17 – Che senso ha “raccontare la propria esperienza”? Spesso, nei modi in cui intendiamo questa espressione, significa mettere in fila a scopo morale dei fatti realmente accaduti e collegati alla nostra individualità. Così il linguaggio viene dotato di una coscienza, ma perde ogni legame con la scienza, con la conoscenza collettiva. Oggi questo movimento mi sembra particolarmente accentuato dalla proliferazione di ego invadentissimi nel campo della cultura, ma anche in ambito sociale, politico, etc. Quando Benjamin parlava di perdita della capacità di raccontare collegata alla caduta dell’esperienza, alludeva forse a un processo del genere, in seguito al quale non capiamo più che, per conoscere il mondo, non basta “raccontare la propria esperienza” o avere buone intenzioni, ma bisogna mettersi in relazione con qualcosa che non ci appartiene, e che l’averroismo definiva pensiero materiale?
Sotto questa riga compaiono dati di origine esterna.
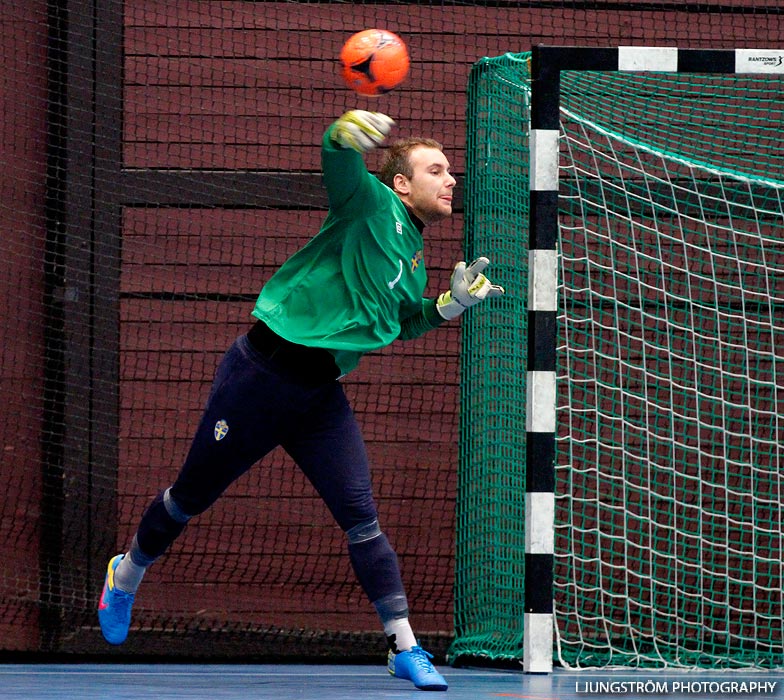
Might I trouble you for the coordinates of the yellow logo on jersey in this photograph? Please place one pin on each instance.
(416, 258)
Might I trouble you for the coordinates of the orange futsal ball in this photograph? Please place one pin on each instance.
(374, 61)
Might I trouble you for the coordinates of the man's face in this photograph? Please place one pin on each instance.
(429, 190)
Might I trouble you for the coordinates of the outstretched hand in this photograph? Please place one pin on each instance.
(361, 130)
(467, 286)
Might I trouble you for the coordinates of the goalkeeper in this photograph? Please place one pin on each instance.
(355, 287)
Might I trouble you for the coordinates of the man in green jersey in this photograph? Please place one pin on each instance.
(353, 288)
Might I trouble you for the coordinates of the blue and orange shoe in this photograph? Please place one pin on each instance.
(414, 665)
(114, 607)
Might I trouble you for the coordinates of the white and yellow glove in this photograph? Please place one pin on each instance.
(361, 130)
(468, 286)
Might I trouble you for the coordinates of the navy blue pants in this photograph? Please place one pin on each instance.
(256, 404)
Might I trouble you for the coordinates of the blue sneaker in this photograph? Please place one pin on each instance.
(415, 666)
(114, 607)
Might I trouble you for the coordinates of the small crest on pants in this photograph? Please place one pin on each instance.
(221, 429)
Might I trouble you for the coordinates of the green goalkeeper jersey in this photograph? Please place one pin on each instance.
(359, 283)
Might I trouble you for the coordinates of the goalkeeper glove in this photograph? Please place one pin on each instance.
(468, 286)
(361, 130)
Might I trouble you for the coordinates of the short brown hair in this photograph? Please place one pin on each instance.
(396, 158)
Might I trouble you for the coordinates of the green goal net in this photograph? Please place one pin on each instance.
(669, 534)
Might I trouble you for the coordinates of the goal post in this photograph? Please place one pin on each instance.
(655, 340)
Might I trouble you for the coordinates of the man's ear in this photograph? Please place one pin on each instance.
(400, 183)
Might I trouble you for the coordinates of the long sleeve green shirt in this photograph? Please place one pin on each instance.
(359, 283)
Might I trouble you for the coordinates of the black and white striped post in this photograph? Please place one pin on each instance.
(547, 62)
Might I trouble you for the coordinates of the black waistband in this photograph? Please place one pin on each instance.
(310, 364)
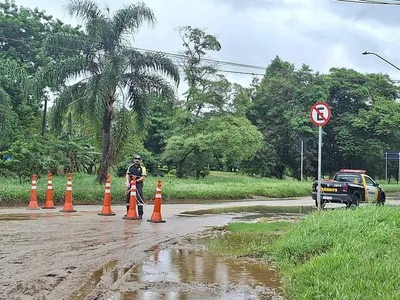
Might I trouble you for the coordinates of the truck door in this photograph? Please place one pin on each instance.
(371, 189)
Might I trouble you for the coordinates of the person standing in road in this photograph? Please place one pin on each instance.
(138, 171)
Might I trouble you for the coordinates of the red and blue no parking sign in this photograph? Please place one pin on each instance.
(320, 113)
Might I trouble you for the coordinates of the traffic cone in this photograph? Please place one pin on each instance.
(33, 201)
(68, 196)
(49, 193)
(156, 216)
(132, 214)
(106, 211)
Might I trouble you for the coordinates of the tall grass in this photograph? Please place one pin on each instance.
(339, 254)
(343, 254)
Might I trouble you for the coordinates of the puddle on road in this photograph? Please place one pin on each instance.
(195, 273)
(95, 279)
(19, 217)
(262, 210)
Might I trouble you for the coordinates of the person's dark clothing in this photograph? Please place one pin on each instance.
(137, 172)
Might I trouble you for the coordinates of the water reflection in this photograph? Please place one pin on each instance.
(193, 273)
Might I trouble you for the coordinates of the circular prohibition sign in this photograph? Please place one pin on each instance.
(320, 113)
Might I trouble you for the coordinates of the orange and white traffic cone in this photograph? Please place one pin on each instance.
(33, 201)
(106, 211)
(68, 196)
(132, 214)
(49, 193)
(156, 216)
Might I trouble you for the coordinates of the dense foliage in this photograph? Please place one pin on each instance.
(110, 100)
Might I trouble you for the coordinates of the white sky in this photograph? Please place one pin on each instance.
(319, 33)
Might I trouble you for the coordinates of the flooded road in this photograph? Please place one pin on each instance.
(48, 255)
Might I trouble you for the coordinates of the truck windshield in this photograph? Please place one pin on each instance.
(349, 178)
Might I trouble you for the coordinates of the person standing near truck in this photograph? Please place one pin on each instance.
(138, 171)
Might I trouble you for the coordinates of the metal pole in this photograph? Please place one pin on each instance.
(386, 164)
(319, 167)
(398, 176)
(301, 164)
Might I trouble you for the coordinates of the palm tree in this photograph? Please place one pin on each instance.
(107, 70)
(11, 71)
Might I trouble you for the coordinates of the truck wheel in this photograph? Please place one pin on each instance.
(322, 204)
(381, 198)
(355, 199)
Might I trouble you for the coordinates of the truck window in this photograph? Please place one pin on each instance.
(369, 181)
(353, 178)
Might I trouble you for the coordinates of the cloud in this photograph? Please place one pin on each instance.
(320, 33)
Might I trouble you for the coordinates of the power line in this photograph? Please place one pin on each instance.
(181, 56)
(388, 2)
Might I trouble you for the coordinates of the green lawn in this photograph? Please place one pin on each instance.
(338, 254)
(217, 186)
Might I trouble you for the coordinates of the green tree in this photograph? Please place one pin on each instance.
(22, 32)
(109, 70)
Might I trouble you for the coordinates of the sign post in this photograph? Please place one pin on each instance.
(301, 159)
(320, 115)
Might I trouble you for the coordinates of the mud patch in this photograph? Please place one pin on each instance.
(253, 212)
(94, 280)
(188, 270)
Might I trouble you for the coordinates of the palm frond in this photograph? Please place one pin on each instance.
(68, 96)
(67, 41)
(101, 30)
(141, 87)
(157, 62)
(97, 93)
(56, 73)
(131, 17)
(84, 10)
(122, 129)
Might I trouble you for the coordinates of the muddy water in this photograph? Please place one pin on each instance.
(192, 272)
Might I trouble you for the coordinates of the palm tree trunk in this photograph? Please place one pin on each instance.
(106, 142)
(44, 121)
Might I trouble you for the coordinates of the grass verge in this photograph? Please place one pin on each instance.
(339, 254)
(217, 186)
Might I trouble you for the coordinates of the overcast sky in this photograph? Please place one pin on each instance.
(319, 33)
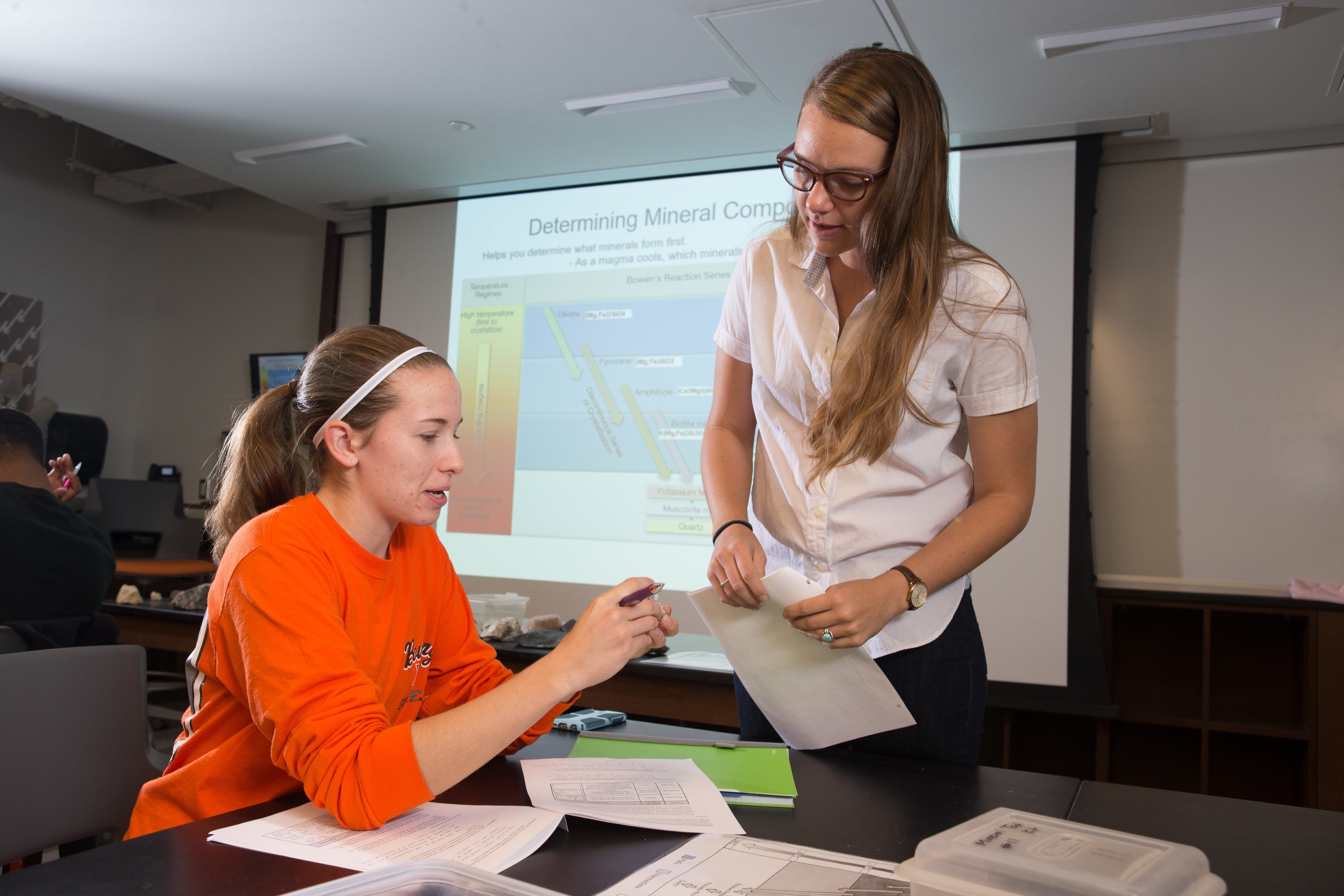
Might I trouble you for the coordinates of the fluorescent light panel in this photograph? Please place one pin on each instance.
(672, 96)
(1151, 34)
(300, 148)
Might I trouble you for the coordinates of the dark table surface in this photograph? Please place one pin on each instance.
(875, 808)
(869, 806)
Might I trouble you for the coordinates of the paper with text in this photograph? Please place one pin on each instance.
(664, 794)
(752, 867)
(487, 838)
(814, 696)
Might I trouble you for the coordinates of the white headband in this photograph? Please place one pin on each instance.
(362, 393)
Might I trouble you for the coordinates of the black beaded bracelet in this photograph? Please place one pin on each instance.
(720, 531)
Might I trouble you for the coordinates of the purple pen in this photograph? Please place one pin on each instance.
(631, 600)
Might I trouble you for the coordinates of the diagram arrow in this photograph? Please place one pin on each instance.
(672, 449)
(565, 347)
(617, 418)
(478, 472)
(650, 442)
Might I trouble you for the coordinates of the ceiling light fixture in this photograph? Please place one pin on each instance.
(654, 97)
(300, 148)
(1151, 34)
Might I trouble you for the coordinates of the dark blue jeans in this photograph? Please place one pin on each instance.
(944, 686)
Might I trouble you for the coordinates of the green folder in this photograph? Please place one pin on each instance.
(756, 774)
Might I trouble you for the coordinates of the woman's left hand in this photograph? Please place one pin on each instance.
(667, 628)
(853, 610)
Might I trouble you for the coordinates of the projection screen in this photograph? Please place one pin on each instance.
(580, 323)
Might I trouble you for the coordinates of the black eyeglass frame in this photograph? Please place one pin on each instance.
(869, 178)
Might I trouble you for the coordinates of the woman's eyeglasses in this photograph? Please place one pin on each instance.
(846, 186)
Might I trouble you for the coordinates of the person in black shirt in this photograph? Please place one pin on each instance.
(53, 564)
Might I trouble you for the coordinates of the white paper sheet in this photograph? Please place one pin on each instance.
(814, 696)
(488, 838)
(664, 794)
(747, 867)
(697, 660)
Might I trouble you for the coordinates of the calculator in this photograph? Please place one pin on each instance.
(588, 719)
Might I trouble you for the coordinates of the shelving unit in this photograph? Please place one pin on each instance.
(1218, 695)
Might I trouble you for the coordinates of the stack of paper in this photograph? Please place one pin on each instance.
(812, 695)
(747, 773)
(488, 838)
(695, 660)
(747, 867)
(663, 794)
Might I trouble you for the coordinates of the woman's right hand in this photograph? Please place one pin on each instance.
(737, 566)
(608, 636)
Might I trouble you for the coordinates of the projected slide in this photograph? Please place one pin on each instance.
(584, 338)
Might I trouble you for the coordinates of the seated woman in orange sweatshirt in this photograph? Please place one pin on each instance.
(338, 653)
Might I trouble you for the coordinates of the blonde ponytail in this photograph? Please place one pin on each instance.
(269, 457)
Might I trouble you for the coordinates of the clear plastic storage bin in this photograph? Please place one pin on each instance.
(425, 878)
(498, 606)
(1010, 854)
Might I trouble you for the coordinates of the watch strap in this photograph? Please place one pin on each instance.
(910, 577)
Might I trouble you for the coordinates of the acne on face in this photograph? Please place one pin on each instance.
(828, 144)
(413, 453)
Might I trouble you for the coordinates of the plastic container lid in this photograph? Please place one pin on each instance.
(1007, 852)
(425, 878)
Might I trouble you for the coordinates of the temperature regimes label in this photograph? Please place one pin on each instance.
(588, 373)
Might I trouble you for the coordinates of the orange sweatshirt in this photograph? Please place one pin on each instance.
(312, 660)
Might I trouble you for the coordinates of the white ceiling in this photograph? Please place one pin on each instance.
(195, 80)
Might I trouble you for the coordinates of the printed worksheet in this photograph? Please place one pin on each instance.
(664, 794)
(488, 838)
(717, 866)
(812, 695)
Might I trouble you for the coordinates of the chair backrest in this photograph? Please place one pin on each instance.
(73, 746)
(146, 515)
(11, 643)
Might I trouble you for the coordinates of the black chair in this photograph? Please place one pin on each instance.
(73, 765)
(11, 643)
(83, 437)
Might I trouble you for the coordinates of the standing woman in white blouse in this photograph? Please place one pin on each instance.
(863, 350)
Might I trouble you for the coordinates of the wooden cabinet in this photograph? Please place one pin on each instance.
(1218, 695)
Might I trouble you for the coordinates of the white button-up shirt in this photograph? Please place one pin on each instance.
(862, 519)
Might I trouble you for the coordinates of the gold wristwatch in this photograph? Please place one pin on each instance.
(918, 590)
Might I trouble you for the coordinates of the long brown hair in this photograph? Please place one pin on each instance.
(908, 244)
(269, 456)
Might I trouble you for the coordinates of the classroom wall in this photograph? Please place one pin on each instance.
(1217, 417)
(151, 309)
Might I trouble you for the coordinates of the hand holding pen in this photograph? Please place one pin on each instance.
(644, 594)
(64, 477)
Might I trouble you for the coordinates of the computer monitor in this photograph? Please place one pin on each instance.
(271, 371)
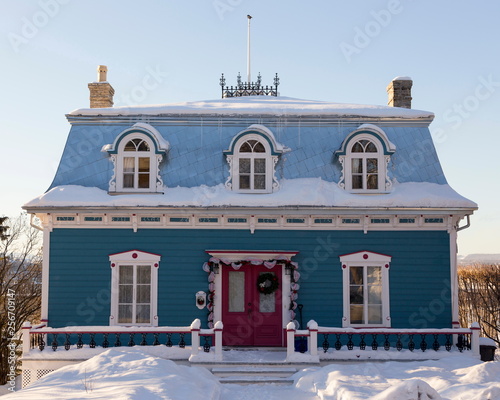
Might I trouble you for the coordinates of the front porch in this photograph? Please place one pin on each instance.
(46, 349)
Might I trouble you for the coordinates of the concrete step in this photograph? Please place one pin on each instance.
(258, 371)
(255, 380)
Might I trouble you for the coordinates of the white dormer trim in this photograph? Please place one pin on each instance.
(364, 184)
(364, 260)
(134, 259)
(273, 150)
(121, 159)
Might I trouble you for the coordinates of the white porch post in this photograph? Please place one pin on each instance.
(290, 340)
(195, 336)
(454, 276)
(26, 337)
(218, 340)
(476, 329)
(44, 315)
(313, 337)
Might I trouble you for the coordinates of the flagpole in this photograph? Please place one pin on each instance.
(248, 51)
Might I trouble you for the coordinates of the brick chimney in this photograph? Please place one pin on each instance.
(399, 91)
(101, 92)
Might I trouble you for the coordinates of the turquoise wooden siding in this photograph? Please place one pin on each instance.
(80, 272)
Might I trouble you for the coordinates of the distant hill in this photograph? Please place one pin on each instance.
(479, 259)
18 – Le panie soggettiviste in cui finiscono immancabilmente tutte le ambizioni e le teorie realistiche o psicologiche sono forse legate essenzialmente a un oblio della distanza – tutta sempre da percorrere – tra potenza e atto. L’attualità assoluta in cui viviamo oggi, il tempo reale che ci assilla, la ghettizzazione della fantasia (e la sua inerenza socio-culturale a campi limitati: l’infanzia, il gioco, lo spettacolo), non sono forse il sintomo di un oblio della potenza, ovvero di una profonda incapacità di colmare con la volatile immaginazione la distanza che ci separa e ci separerà sempre dall’eternità del pensiero?

19 – Lei dice che “il mito dell’interiorità non è in fondo che una conseguenza delle nozze illecite tra umanità e razionalità che la teologia non ha mai smesso di celebrare”. Poi aggiunge che nel mondo antico le cose stavano molto diversamente, in quanto la conoscenza veniva pensata sempre nei termini di una assoluta estraneità all’uomo come a tutti gli altri enti. Il “mito dell’interiorità” è dunque una creazione tutta moderna? Penso qui anche alle osservazioni di Benjamin nel frammento Il capitalismo come religione, citato da Agamben in Elogio della profanazione, in cui si dice che capitalismo e cristianesimo hanno cospirato affinché dio fosse interiorizzato dall’uomo attraverso una “mostruosa coscienza colpevole”, che a me allora sembra il parto infelice delle nozze illecite di cui sopra.